"""
n17 — The modular test: does the thermodynamic (Jacobson/Verlinde) form
of "gravity = entanglement bookkeeping" survive the intervention that
killed E_N and I as force carriers (n16)?

MEASURED (July 2026), three verdicts:
 P1. The first law holds exactly: dS(A) = d<K_A> to 0.1% (thermal and
     vacuum, ratio -> 1.000000 for infinitesimal perturbations). The
     Gaussian modular Hamiltonian is G = 2 arccoth(2 i Omega sigma) i Omega
     -- note the operator ORDER: our first implementation had i Omega on
     the left, wrong for noncommuting cases; caught against the exact
     thermal-chain case (G = blockdiag(K, I)/T, matched to 1e-15) and
     kept on the record.
 P2. No modular temperature exists even statically: T_eff = F/(dS_screen/dd)
     drifts monotonically x1.9 over d = 14-26. The entropic force law
     F = T dS/dx has no universal T in this arena.
 P3 + 5b. The last live thread -- the screen-entropy gradient flips sign
     WITH the true force under mid-channel noise (4/4) -- was executed by
     moving the noise outside the pair: sign concordance breaks (5/6
     disagreements across the two outside geometries). One more common
     cause: both quantities tracked the radiation gradient, not each other.

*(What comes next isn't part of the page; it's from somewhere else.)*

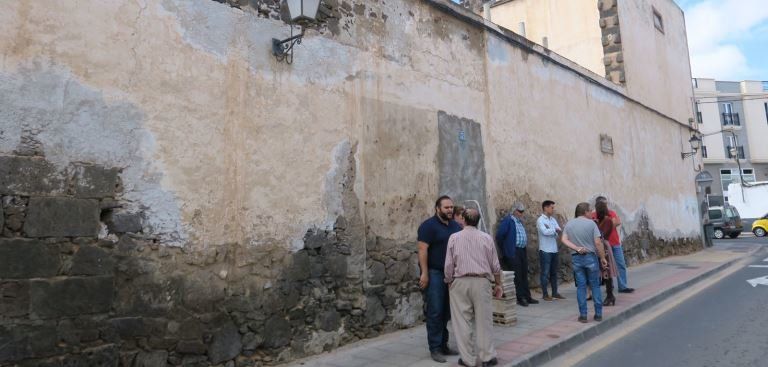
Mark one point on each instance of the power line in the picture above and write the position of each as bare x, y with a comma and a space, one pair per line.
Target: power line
732, 100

CONCLUSION: in this arena the force has no information-theoretic carrier
at all. Entanglement (n16), total correlations (n16), and entropy
gradients (here) are all non-causal shadows of the propagator that
carries the force. What survives of book one: the first law as an exact
identity, and whatever interacting/holographic regimes this Gaussian 1D
arena cannot reach. Runtime: ~5 minutes.
"""

import numpy as np
from scipy.linalg import solve_continuous_lyapunov, eigh

N       = 256
MU2     = 2.5e-3
LABS    = 28
ETA_MAX = 0.5
ETA_B   = 0.005
LAM     = 1.0
A0      = 100
CUT     = 111          # ecran = sites [0, CUT)
MIDS    = [109, 110, 111, 112]

# ------------------------------------------------------------- modele
def K_matrix(defects=()):
    K = np.diag(np.full(N, 2.0 + MU2)) \
        - np.diag(np.ones(N - 1), 1) - np.diag(np.ones(N - 1), -1)
    for s in defects:
        K[s, s] += LAM
    return K

def ground_cov(K):
    w2, U = eigh(K)
    w = np.sqrt(np.maximum(w2, 1e-14))
    sig = np.zeros((2 * N, 2 * N))
    sig[:N, :N] = U @ np.diag(0.5 / w) @ U.T
    sig[N:, N:] = U @ np.diag(0.5 * w) @ U.T
    return sig

def ground_E0(K):
    w2 = eigh(K, eigvals_only=True)
    return 0.5 * np.sum(np.sqrt(np.maximum(w2, 0)))

def ness(K, gamma=0.0):
    eta = np.full(N, ETA_B)
    for j in range(LABS):
        s = ((LABS - j) / LABS) ** 2
        eta[j] += ETA_MAX * s
        eta[N - 1 - j] += ETA_MAX * s
    E = np.diag(np.concatenate([eta, eta]))
    A_H = np.zeros((2 * N, 2 * N))
    A_H[:N, N:] = np.eye(N)
    A_H[N:, :N] = -K
    A = A_H - E / 2
    sgs = ground_cov(K)
    D = 0.5 * (E @ sgs + sgs @ E)
    for i in MIDS:
        D[N + i, N + i] += gamma
    return solve_continuous_lyapunov(A, -D)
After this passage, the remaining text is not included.